A Metabolic Misunderstanding?

rlog

New member
Hey all, I'm new, and unsurprisingly, looking for a little advice. Without too much detail, I'm male, 20 years old, 5 foot 11.5 inches, and weigh, as of right now, 220 pounds. A year and a half ago I was at 268. I got to 230 by early May of this year. The weight I'd lost to that point came off due to diet, not exercise, and often times I employed ketogenic diets (no carbs as far as can be helped for those not in the know) in short bursts (about a week), sometimes with success, sometimes not. In May I decided to do one last ketogenic diet before starting The Beachbody P90 program (the one with Tony Horton, but please note, not the P90X program). I lost a respectable amount of weight in about a week of ketogenic dieting, something like 5 pounds, it's hard to say exactly, because as anyone whose done a ketogenic diet knows, a lot of the weight you lose is water weight (at least at first). So then I began to do P90, while eating about 2100 calories a day. peanut butter on a kaiser roll for breakfast/lunch (I was getting up quite late - between 11 am and 1 pm), something for a snack (cliff bar or the like), a very reasonable dinner (small portion of grilled chicken, or the like, a salad), and then I would blow it, sort of, with some sort of super high calorie thing in the evening, like bubble tea with tapioca in it. And sometimes I would go out for dinner and get some 1000 calorie meal.

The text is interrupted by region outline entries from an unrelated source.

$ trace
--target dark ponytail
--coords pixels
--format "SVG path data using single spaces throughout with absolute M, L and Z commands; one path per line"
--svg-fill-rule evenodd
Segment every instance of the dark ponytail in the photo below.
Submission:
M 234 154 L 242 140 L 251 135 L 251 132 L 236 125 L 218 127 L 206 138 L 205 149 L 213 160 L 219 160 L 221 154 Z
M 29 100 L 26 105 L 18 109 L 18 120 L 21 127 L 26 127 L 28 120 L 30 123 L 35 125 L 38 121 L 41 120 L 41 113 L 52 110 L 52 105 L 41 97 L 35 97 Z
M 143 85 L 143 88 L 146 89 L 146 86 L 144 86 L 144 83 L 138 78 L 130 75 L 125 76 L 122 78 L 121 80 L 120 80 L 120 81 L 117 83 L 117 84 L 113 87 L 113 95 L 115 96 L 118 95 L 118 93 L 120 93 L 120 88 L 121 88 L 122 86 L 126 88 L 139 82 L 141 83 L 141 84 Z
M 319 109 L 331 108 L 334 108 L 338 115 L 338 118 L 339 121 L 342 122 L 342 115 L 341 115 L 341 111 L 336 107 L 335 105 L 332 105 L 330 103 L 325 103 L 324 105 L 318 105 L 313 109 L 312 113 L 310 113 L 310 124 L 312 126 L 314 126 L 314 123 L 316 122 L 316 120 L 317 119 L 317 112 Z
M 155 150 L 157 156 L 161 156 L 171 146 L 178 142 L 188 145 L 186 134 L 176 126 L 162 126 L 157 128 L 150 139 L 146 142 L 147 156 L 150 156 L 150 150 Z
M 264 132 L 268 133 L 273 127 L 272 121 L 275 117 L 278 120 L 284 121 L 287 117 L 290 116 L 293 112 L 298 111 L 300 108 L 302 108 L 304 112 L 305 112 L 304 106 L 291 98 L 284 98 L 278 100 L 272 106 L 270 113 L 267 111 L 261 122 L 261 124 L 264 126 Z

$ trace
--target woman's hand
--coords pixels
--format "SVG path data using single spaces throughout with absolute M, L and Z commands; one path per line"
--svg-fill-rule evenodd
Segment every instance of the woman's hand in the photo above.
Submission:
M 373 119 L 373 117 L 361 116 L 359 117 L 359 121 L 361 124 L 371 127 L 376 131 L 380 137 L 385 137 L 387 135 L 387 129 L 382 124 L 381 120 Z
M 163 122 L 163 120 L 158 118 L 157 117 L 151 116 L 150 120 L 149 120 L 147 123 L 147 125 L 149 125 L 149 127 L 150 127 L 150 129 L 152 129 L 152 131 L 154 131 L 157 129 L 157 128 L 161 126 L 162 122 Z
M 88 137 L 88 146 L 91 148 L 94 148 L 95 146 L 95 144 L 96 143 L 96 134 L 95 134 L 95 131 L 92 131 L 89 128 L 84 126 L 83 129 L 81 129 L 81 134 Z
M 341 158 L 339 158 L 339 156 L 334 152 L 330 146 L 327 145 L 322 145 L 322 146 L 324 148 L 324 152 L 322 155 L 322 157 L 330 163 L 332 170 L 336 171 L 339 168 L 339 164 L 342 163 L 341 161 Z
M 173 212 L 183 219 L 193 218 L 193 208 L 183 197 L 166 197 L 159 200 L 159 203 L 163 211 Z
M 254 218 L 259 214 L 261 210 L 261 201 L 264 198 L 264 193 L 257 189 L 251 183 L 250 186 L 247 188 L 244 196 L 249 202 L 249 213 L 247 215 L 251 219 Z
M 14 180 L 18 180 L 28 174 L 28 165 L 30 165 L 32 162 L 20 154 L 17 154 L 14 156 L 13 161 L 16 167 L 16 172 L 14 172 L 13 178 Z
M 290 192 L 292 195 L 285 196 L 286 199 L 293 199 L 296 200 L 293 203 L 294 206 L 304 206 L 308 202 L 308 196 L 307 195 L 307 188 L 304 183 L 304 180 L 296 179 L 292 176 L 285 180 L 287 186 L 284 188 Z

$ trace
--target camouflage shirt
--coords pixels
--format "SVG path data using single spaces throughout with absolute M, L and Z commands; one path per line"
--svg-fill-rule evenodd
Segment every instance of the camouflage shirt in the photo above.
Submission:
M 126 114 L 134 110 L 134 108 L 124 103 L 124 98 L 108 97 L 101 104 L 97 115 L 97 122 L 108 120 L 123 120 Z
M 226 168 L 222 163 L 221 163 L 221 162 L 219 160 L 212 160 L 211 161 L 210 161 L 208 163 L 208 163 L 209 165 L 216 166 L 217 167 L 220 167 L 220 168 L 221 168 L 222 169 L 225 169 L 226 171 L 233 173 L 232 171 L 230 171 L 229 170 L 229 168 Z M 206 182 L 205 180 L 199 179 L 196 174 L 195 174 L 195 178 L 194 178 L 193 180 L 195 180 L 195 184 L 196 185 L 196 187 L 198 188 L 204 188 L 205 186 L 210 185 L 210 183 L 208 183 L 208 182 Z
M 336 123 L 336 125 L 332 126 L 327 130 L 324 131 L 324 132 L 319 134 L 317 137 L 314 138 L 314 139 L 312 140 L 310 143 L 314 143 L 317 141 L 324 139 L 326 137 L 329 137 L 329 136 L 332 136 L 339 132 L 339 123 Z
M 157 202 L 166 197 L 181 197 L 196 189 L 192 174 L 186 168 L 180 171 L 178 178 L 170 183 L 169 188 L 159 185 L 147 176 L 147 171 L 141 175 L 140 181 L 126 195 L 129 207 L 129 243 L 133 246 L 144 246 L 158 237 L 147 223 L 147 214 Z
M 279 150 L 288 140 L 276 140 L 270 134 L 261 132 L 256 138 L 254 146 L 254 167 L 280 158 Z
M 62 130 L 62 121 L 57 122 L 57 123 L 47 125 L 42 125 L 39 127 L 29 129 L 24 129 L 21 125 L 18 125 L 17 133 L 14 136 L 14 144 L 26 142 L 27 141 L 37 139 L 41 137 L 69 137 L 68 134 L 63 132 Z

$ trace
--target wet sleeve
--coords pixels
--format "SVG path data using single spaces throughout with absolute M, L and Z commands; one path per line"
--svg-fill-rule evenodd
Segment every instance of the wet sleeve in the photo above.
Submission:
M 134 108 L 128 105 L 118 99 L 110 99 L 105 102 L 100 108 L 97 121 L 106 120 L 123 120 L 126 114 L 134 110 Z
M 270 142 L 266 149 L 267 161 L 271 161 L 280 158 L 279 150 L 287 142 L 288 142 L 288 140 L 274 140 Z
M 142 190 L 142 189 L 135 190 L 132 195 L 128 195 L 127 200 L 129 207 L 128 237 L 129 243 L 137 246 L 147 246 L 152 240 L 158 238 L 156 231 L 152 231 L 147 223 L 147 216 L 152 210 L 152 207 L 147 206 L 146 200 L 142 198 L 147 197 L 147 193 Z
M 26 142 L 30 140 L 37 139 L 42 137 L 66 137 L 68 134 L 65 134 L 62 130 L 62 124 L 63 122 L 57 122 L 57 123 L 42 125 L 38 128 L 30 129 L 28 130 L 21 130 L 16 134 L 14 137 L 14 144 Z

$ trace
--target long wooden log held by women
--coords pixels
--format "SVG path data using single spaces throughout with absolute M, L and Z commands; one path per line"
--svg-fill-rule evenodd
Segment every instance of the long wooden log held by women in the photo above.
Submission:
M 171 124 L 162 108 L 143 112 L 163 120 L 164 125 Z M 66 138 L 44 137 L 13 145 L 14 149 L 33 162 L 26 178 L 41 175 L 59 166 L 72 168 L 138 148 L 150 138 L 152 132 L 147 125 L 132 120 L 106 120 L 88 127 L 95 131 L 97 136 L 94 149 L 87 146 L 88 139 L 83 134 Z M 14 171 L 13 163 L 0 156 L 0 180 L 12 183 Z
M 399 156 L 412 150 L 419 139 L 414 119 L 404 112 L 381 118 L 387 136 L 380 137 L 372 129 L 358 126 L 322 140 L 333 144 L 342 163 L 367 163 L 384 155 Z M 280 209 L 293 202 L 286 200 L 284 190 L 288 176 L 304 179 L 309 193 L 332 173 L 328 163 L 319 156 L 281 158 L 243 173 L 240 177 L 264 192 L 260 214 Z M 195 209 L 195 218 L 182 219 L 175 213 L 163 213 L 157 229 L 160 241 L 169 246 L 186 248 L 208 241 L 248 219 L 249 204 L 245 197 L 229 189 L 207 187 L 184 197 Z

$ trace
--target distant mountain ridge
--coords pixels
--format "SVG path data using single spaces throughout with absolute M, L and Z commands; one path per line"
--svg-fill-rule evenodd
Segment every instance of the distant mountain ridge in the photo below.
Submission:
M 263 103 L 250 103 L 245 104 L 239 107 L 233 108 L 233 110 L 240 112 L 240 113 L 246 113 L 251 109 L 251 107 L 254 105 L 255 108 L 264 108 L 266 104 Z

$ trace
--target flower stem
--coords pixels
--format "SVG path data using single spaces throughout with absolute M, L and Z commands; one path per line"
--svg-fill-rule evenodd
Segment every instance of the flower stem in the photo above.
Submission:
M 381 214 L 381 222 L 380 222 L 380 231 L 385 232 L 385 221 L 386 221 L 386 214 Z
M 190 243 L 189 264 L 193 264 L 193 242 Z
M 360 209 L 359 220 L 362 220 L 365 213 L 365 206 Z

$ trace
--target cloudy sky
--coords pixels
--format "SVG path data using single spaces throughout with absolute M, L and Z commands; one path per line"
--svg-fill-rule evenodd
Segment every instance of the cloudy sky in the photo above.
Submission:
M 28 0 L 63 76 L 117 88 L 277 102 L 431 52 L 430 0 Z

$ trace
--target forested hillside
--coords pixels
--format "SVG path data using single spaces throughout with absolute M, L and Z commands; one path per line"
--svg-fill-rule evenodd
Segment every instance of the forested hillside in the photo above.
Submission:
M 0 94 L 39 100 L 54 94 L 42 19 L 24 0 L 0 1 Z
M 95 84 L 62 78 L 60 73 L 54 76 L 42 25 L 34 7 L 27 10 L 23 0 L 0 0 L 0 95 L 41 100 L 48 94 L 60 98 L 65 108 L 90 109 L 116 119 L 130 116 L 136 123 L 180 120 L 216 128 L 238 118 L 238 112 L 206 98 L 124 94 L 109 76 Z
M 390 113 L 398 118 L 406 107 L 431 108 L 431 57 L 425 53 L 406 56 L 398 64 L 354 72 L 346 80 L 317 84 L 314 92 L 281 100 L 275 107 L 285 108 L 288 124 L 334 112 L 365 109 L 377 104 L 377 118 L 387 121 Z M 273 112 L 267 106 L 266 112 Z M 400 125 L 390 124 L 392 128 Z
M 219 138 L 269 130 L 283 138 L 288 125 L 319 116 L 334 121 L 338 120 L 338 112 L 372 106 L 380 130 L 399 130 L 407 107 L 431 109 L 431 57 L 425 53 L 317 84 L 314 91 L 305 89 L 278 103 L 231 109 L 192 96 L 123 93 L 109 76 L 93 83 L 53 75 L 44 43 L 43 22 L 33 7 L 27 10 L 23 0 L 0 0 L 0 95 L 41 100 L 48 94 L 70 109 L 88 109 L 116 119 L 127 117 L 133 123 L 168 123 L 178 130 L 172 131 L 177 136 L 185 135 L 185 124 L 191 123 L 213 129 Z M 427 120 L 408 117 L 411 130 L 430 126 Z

But four to five weeks ago I got more into the workouts, started doing them everyday, and since I wasn't seeing the results I wanted (I was around 223.5-224), I cut back my calories. A cliff bar when I woke up, another one a few hours later. A dinner of the same type as before. A yogurt. And sometimes another cliff bar, or an apple or something. My calorie intake on a normal day is somewhere around 1300, on a "bad" day it's around 1700. Two weeks ago I added the cardio session of P90 to the end of my lifting sessions, and a week ago I added a second cardio session on top of my cardio days. But I'm just hovering around 220-221.

Now I know that I've gained some lean mass, I just don't think it's been all THAT MUCH. And I know that some people would be pleased with the results I'm getting, but they just seem really off to me. My BMR (according to online calculators, so who really knows) should be around 2200 a day. That's my BMR! But back when I was at college (and not exercising) if I ate 2500 calories a day I gained weight. I live a sedentary lifestyle, not counting when I'm exercising, but I'm just confused by these numbers. It seems to me that even if I burn nothing but my BMR - given that I should be burning at least 400-500 in my daily exercise routine (save Sunday) and I'm only eating 1300 calories most days - I should have a caloric deficit of about 1350 a day (save Sunday - which would be more like 900). That would be a 9000 calorie deficit weekly, or 2.6 pounds. And the fact is I MUST be burning more than 2200 calories a day. But over the past two weeks I've seen maybe a pound of weight loss. I know all these numbers get confusing (at least for me), but I just DON'T GET IT. It's driving me nuts! Am I eating too little? Could it be the meds I take? Is my metabolism totally messed up? What's going on? I've dealt with weight issues my whole life, and I was down to 200 before I ballooned to 268 - I feel like I'm in it to win it this time, but I'm finding this really frustrating.

A thousand thanks for anyone who takes the time to respond.
 
Two weeks is not enough time to decide that a diet is not working. You will not necessarily lose the weight in a nice smooth linear fashion. That said, I think your diet is crap. You are not getting the right nutrition. I do believe you have messed with your metabolism by not getting a decent number of calories. Your body will adapt to some extent by slowing down.

If you don't know how to make a reasonable meal plan, download one from the internet. What you are doing is kind of ridiculous.
 
First off, you shouldn't be eating Cliff bars in place of actual meals

Is a CLIF BAR a meal replacement?

No, they do not have enough calories in them to replace a whole meal by themselves.

That is off their own website! Even they know that bar is not enough nutrition or energy as a meal.

At least do what the actual company recommends and it eat along side fruit, yogurt, and other nutritious filling foods.

Second, like Harold said, you don't necessarily see weight loss the day or even weeks after eating less and burning more calories. Kara has an awesome article about weight loss "whooshes" (sp?) but I can't seam to find it. There are however literally hundreds of stickies and user post exactly like this one with tons of information on them if you read around the site.

3rd, if you continue on this trend (for longer then just a couple of weeks) you probably need to reexamine what you are eating and how you are counting calories.

If everything you said was correct you are not feeding your body for the exercise you are doing, not only is this silly, it is definitely not going to help your weight loss. Once you do start to show a weight loss it probably isn't going to be a "fat loss".
 
What Harold and Kay said.

P90X is a pretty intense workout. If you're not providing enough nutrition to your body to support that kind of exercise, then your'e going to cause problems with the weight loss in the long run.